His book lays out the problems in less than 250 pages, and offers possible solutions. Extending the state sales taxes to services would help. Repealing the state constitutional ban on a graduated income tax would be even better.

But regardless, the state needs more revenue to do its job. Ballard notes that he himself would be certain to pay more, as a highly educated economist with a good job.

However, he knows, as do I, there is more to quality of life than lining the pockets of a few successful middle-aged men.

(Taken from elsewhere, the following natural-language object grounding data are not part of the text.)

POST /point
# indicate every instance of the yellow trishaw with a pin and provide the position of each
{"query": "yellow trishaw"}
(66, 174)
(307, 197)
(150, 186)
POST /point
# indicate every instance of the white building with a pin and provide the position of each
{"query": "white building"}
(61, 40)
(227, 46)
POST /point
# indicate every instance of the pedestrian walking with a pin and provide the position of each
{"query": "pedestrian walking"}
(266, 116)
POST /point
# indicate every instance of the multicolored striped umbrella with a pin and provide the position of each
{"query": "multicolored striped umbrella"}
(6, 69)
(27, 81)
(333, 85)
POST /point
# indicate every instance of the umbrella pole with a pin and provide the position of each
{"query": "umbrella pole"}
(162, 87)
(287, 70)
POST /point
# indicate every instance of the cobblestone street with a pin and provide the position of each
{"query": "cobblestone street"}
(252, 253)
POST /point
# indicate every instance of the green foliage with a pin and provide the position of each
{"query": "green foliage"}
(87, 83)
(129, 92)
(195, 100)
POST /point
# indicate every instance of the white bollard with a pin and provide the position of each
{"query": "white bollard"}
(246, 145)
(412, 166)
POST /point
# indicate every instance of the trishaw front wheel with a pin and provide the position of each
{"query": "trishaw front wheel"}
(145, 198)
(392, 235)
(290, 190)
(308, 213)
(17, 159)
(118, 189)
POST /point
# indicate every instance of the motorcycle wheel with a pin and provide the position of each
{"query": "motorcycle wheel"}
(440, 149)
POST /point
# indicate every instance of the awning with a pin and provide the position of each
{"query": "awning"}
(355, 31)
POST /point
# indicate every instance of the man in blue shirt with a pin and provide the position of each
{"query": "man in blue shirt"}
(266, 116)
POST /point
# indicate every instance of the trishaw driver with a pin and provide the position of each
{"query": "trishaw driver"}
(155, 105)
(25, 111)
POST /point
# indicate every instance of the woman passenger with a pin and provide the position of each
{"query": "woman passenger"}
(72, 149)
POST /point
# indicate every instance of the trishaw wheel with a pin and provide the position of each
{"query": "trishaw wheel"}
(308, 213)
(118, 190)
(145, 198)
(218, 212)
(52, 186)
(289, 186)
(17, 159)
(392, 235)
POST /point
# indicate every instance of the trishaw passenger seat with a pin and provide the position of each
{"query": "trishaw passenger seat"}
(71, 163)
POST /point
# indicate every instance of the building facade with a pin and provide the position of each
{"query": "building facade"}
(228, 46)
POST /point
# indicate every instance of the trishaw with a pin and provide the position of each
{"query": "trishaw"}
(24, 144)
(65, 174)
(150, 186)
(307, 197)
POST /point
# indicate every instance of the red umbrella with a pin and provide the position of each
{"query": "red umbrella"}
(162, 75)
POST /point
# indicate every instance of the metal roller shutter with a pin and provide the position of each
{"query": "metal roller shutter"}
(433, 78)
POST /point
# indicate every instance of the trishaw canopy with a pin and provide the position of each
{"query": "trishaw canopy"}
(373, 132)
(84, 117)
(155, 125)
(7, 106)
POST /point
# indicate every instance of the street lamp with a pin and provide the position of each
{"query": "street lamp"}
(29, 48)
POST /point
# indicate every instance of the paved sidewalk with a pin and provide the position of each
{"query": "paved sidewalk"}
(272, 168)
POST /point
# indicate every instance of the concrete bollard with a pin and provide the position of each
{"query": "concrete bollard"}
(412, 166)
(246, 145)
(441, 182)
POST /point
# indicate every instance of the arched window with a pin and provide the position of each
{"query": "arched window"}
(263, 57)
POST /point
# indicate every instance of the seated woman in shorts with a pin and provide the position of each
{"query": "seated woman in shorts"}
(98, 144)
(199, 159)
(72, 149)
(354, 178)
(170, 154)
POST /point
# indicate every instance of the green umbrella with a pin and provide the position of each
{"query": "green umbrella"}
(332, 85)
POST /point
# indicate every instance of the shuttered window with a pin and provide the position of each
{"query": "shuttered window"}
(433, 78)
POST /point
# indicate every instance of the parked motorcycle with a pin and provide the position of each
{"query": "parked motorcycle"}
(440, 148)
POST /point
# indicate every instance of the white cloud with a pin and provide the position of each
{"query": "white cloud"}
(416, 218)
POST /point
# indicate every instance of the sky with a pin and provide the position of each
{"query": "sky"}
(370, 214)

When Ballard was writing Michigan's Economic Future, a student told him that it would be "political suicide" to suggest raising taxes. Ballard's response: "If it is political suicide to do what needs to be done for the future of Michigan, then we're dead already." The more people read this book, the better our chances of revival may be.


Maybe this is the problem:
Politicians once believed that nobody really paid attention to elections until after the World Series. That was in a civilized era when baseball's fall classic ended in the first week of October, as God intended. But in these evil greedhead times, they play major league baseball from March until November. This year's Series was going the day before the election.

I'm not sure whether Sarah Palin or the idea of playing the World Series in the snow is a greater abomination to Our Lord.

Fortunately, as Saint Jon Stewart told us last weekend, "We live in hard times, not end times," which means that Commissioner Bud Selig — and the political system — may have another chance.